Plasmapheresis in primary dysfunction of hepatic transplants

Background: Primary dysfunction is a failure of graft function which occurs in approximately 5% of transplanted livers. Retransplantation is often required. The presence of elevated serum cytokines interleukin 6 and tumor necrosis factor with hepatic graft dysfunction, as well as the historical benefit of plasmapheresis in fulminant hepatic failure-associated coma suggest a possible role for plasmapheresis therapy in the management of primary graft dysfunction in liver transplantation.

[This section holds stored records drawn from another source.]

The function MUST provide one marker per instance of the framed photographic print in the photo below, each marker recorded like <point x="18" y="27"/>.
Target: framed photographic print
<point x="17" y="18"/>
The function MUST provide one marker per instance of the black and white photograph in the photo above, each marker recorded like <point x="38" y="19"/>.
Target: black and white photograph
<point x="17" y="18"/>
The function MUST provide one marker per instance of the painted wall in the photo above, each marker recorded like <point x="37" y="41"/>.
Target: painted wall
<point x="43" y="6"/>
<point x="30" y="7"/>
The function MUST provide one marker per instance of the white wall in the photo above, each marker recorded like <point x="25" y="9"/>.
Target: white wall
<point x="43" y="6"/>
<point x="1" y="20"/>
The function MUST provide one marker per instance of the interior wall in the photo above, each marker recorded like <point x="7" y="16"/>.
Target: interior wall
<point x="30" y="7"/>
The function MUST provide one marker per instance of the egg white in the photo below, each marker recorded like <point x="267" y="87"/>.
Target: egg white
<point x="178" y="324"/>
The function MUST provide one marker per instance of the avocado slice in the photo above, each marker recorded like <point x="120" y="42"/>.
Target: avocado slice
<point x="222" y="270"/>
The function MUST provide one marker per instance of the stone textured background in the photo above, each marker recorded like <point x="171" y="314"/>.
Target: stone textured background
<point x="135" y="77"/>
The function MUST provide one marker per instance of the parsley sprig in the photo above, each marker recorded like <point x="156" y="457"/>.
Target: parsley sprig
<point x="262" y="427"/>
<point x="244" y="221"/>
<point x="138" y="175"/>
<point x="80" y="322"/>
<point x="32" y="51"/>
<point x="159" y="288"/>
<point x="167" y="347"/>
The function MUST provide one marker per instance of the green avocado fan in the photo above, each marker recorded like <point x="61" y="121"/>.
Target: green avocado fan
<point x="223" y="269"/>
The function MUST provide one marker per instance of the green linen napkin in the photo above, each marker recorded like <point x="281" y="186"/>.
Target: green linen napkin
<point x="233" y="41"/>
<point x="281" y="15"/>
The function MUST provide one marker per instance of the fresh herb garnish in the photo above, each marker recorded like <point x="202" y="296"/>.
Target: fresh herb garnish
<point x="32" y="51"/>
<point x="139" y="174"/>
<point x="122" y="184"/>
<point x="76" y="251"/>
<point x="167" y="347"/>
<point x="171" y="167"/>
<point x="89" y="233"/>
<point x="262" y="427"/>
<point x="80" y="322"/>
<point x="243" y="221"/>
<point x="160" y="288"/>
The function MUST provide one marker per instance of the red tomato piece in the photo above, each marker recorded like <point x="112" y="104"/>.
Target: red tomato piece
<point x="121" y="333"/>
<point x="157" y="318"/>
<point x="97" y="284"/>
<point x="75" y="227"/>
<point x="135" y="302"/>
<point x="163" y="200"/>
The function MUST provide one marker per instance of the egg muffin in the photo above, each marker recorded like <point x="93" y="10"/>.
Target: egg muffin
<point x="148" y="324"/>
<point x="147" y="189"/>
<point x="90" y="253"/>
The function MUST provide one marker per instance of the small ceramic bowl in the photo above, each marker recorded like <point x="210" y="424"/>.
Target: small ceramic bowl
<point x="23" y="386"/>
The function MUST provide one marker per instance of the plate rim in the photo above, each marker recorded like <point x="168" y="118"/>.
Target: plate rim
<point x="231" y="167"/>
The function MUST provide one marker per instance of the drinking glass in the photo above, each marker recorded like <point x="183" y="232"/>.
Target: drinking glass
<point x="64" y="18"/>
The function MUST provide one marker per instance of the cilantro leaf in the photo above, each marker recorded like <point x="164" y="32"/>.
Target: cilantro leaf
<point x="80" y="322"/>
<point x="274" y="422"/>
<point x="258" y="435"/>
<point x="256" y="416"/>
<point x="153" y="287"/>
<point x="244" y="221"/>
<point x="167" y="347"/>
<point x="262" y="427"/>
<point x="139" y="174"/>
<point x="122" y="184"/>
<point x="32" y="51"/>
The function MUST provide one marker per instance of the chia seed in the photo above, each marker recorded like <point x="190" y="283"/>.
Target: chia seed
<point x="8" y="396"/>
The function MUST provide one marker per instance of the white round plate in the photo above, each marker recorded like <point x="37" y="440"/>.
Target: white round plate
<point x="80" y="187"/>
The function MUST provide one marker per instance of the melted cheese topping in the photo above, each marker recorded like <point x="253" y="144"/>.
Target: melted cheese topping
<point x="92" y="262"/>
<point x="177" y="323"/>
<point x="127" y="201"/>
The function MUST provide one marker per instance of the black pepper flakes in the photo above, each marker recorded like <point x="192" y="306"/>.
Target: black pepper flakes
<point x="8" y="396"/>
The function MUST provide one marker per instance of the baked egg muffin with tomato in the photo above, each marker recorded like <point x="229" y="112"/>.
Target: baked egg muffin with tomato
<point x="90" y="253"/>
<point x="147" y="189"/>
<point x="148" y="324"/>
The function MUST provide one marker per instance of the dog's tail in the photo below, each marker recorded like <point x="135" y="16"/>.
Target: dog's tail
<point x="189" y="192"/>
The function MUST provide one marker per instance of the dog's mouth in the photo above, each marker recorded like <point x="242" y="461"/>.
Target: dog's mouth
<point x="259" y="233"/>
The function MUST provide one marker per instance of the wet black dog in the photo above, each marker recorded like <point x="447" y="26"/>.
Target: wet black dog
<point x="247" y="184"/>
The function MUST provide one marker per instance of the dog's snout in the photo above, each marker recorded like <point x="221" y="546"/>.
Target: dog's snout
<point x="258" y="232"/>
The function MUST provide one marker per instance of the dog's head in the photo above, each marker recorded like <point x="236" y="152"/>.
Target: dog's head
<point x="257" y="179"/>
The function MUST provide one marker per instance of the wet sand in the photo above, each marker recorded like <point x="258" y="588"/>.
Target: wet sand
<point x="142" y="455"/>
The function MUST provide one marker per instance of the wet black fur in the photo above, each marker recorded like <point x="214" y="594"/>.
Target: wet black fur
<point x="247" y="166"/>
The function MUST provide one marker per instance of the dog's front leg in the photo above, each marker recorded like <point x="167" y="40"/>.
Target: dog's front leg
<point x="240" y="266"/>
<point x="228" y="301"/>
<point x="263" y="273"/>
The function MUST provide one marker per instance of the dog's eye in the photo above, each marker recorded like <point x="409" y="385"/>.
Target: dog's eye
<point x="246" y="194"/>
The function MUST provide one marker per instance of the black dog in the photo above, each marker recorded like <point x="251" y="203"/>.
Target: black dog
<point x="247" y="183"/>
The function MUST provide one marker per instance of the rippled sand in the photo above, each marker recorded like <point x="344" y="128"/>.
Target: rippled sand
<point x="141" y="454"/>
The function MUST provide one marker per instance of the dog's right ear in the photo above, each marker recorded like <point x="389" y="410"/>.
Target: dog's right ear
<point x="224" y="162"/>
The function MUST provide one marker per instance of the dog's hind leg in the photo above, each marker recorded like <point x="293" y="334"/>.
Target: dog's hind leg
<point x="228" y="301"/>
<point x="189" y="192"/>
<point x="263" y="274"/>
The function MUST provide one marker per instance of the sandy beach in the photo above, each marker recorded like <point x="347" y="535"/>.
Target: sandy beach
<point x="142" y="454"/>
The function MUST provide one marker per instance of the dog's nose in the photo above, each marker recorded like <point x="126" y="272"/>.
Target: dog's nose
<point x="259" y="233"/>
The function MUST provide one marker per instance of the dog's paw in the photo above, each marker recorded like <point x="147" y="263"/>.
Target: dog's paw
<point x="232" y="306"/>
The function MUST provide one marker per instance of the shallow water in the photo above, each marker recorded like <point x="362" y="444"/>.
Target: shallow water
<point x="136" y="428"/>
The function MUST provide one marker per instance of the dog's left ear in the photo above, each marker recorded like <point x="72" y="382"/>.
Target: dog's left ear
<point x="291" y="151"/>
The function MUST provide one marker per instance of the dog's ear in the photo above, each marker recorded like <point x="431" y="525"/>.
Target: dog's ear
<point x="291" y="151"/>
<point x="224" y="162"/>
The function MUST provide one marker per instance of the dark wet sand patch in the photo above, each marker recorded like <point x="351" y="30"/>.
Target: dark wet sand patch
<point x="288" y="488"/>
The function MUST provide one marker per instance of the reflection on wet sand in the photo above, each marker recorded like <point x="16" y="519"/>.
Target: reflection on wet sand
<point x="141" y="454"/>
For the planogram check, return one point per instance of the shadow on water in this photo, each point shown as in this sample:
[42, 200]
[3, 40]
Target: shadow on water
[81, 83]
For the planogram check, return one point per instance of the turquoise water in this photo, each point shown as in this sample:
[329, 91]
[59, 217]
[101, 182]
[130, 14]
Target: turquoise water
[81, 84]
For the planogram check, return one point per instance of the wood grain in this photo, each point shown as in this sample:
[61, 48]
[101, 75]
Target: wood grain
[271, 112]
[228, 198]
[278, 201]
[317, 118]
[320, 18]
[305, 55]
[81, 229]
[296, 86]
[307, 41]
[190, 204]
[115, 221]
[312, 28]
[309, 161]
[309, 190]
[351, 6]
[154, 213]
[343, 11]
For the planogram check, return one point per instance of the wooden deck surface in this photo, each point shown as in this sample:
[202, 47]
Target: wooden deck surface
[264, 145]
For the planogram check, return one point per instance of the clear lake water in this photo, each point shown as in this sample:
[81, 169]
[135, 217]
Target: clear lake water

Design and Methods: We evaluated the effectiveness of plasmapheresis in the management of primary graft dysfunction in 18 patients who underwent orthotopic liver transplantation in this institution. Patients who were diagnosed with primary dysfunction of hepatic grafts underwent a course of four daily plasma exchange procedures. The clinical outcome, patient and graft survival, was compared to that of historical controls. Results: Graft survival at 10 days was 77.7% and 76.2% and patient survival at 100 days was 83.3% and 85.7% in the plasmapheresed and control groups, respectively. The patients who underwent plasmapheresis had a higher incidence of dialysis intervention, 38% versus 19%, indicating more severe graft dysfunction. In the small number of patients compared for concomittant dialysis therapy, patient survival in the plasmapheresed group was 85.7% versus 50% (control), and graft survival was 57.0% versus 50%. Serum cytokine levels of tumor necrosis factor and interleukin 6 were reduced by 66.0% and 55.2%, respectively, with a single procedure. Conclusion: Plasmapheresis did not significantly effect graft survival in patients with primary graft dysfunction. An increase in patient survival in severe graft dysfunction with renal failure was noted but was not significant. Removal of elevated serum cytokines TNF and IL-6 was documented.